Meleisa Holek, who is the lead for IBM’s Business Analytics Competency Center, explained to Enterprise Apps Today that the Blue Insight effort was first launched in mid-2009, not long after IBM acquired Cognos in 2008.
“IBM really started to look at how we were doing business analytics, and the company was using a lot of different software implementations, with many versions of the truth,” Holek said. “So we decided that we wanted to do it better, and we created Blue Insight, which is a private cloud for analytics.”
The system includes an onboarding tool that aims to make it easier for IBM users to get onto the system. Holek noted that IBM is still in the process of transitioning to the Blue Insight platform.
“We had a lot of applications that were using third-party software, and we have been working to get them all migrated,” Holek said. “There has been a very intense effort to get off Brio, which is now owned by Oracle.”
Holek added, “Brio is no longer the majority of analytics apps for us, but it has taken some time.”
Benefits of consolidating analytics
Moving to Blue Insights has provided cost savings to IBM by leveraging a centralized cloud-based delivery model. IBM estimates that $25 million will be saved over a five-year period over the legacy system. Much of the cost savings have come by way of moving away from bare metal to a virtualized cloud.
“We definitely see business results and analytics are being used much more prevalently at IBM,” Holek said.

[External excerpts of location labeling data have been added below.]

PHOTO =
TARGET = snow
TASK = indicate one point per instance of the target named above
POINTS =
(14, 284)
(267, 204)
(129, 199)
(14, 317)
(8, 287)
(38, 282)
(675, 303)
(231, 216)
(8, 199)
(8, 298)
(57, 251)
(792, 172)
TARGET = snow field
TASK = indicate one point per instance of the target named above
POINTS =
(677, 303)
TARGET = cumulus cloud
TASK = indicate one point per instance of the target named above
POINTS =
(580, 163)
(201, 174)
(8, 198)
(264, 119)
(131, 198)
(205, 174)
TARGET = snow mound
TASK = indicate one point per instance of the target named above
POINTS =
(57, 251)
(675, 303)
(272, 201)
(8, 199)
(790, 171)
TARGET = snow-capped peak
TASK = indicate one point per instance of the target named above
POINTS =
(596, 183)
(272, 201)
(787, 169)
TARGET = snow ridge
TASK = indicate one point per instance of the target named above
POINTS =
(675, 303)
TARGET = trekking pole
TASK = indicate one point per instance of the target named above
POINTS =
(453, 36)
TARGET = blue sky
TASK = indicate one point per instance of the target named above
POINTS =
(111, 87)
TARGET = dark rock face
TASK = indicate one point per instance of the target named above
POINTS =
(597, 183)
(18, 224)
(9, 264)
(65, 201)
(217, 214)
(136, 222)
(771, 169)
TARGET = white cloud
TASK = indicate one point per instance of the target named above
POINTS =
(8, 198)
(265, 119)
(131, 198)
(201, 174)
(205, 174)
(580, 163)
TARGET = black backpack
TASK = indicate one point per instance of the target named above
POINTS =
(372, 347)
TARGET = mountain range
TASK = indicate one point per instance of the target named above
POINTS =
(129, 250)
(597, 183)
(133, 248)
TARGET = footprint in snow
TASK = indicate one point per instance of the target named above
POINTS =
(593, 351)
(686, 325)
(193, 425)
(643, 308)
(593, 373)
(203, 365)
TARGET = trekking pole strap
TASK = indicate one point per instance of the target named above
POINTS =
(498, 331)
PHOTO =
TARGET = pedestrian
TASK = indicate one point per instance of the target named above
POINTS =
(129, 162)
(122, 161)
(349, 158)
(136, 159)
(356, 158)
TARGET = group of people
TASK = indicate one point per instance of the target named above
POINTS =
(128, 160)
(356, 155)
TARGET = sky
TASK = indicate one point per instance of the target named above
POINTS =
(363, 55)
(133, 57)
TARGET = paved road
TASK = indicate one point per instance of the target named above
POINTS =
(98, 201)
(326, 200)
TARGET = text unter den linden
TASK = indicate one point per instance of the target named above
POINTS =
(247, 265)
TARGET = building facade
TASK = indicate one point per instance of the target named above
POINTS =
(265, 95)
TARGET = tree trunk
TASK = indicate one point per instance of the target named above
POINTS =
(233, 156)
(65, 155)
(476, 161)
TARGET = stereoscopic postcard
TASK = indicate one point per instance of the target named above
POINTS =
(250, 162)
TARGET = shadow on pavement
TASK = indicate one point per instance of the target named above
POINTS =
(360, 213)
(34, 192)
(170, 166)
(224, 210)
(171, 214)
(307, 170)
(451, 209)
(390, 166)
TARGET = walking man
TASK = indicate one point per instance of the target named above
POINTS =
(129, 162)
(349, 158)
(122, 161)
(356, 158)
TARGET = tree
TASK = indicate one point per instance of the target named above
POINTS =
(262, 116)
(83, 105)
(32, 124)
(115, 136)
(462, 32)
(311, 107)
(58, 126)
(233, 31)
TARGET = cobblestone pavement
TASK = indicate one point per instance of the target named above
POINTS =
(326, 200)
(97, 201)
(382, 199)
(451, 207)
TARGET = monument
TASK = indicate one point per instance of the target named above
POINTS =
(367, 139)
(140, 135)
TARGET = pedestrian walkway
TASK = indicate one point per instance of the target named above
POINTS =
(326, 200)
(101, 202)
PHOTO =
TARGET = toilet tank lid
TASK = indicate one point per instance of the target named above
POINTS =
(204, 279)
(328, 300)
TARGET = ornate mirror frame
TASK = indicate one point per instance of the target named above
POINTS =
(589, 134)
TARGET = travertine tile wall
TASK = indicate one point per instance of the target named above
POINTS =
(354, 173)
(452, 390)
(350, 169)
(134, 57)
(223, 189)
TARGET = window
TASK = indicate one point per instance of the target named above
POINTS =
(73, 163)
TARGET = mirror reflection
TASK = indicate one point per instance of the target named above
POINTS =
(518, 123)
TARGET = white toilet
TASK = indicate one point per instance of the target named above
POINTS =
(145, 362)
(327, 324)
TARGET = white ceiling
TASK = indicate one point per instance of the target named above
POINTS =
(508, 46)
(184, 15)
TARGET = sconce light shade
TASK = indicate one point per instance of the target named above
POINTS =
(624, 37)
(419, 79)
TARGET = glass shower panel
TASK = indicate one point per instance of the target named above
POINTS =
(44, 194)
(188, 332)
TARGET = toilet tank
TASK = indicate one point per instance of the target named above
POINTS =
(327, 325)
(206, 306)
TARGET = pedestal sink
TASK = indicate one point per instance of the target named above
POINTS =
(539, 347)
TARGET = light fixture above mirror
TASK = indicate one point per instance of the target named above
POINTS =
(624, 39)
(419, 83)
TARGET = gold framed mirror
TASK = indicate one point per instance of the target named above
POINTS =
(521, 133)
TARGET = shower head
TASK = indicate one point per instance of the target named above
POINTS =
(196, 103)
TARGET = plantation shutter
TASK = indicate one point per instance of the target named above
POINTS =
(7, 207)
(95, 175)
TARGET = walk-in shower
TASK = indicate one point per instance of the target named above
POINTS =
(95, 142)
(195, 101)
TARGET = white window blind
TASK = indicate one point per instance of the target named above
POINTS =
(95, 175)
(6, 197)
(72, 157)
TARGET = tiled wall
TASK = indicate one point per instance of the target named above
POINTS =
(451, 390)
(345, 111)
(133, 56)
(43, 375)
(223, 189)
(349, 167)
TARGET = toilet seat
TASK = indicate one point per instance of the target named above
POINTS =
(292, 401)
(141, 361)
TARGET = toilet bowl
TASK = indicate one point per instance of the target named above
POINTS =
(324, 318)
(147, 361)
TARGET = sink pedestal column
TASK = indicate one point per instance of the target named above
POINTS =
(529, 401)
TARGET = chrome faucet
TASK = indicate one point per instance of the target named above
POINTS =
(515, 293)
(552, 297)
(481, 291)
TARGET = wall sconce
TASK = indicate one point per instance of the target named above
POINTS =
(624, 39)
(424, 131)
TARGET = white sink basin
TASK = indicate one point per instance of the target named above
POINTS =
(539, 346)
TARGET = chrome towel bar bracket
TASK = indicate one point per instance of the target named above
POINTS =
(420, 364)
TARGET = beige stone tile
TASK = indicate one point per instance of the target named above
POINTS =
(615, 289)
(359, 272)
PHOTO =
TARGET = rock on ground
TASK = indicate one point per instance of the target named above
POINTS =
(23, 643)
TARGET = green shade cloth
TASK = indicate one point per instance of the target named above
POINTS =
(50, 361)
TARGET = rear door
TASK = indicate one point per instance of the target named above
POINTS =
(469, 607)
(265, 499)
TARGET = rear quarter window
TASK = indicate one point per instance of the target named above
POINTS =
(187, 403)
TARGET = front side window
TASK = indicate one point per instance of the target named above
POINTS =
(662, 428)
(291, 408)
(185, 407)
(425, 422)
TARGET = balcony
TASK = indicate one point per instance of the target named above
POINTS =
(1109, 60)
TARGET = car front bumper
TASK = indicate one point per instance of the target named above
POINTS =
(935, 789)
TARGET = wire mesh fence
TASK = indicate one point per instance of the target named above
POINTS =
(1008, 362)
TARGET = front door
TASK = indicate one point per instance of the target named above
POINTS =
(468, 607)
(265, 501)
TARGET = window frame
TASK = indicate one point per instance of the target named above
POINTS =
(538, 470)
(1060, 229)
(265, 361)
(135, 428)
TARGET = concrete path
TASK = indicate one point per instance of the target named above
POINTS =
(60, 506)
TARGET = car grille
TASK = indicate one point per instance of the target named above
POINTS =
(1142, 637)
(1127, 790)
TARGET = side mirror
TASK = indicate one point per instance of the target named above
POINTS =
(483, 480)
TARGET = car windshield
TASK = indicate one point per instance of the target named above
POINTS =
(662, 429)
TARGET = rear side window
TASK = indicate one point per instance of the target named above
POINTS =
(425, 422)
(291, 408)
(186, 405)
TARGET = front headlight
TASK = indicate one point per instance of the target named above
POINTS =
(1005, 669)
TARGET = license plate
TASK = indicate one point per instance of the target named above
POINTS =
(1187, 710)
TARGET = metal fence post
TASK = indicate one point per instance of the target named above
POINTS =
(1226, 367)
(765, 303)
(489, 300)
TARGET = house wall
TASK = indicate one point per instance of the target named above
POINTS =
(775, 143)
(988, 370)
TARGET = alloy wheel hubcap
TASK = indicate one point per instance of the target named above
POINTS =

The system has also delivered real insights as well. Holek said that one group that has been particularly active is the IBM sales organization. The group did analysis on the SMB market and realized that they weren’t using the optimal channel to close deals. So they applied analytics and were able to better target customers and improve close rates.
Analytics best practices
Moving from multiple disparate analytics tools to a centralized analytics system is not an easy task.
“We’ve learned a lot in the last few years,” Holek said. “One of the things we’ve struggled with is that people must follow best practices, because there is a risk if they don’t that they could bring down the system.”
It’s a situation that has happened, according to Holek.
The Blue Insight organization started with only 12 people to support the system and now is up to 40. The group has learned that it’s important to separate the day-to-day operations from the analytics transformation effort that is focused on new development.
Big Data up next
The analytics effort is now moving toward expanding capabilities for Big Data, including IBM’s PureData and Big Insights.
“We’re expanding and just trying to stay in lock step with what the IBM software groups are doing,” Holek said.
All those different analytics systems are not yet tied into a single dashboard or reporting system, though they might be at some point in the future.
“From an end-user standpoint, they don’t know when they are using a particular piece of software in the background,” Holek said. “We want people to be able to plug in their business problem, and in the background the right software is applied to get the right insight.”
“That is the longer term strategy, to have a single entry point dashboard system,” Holek added.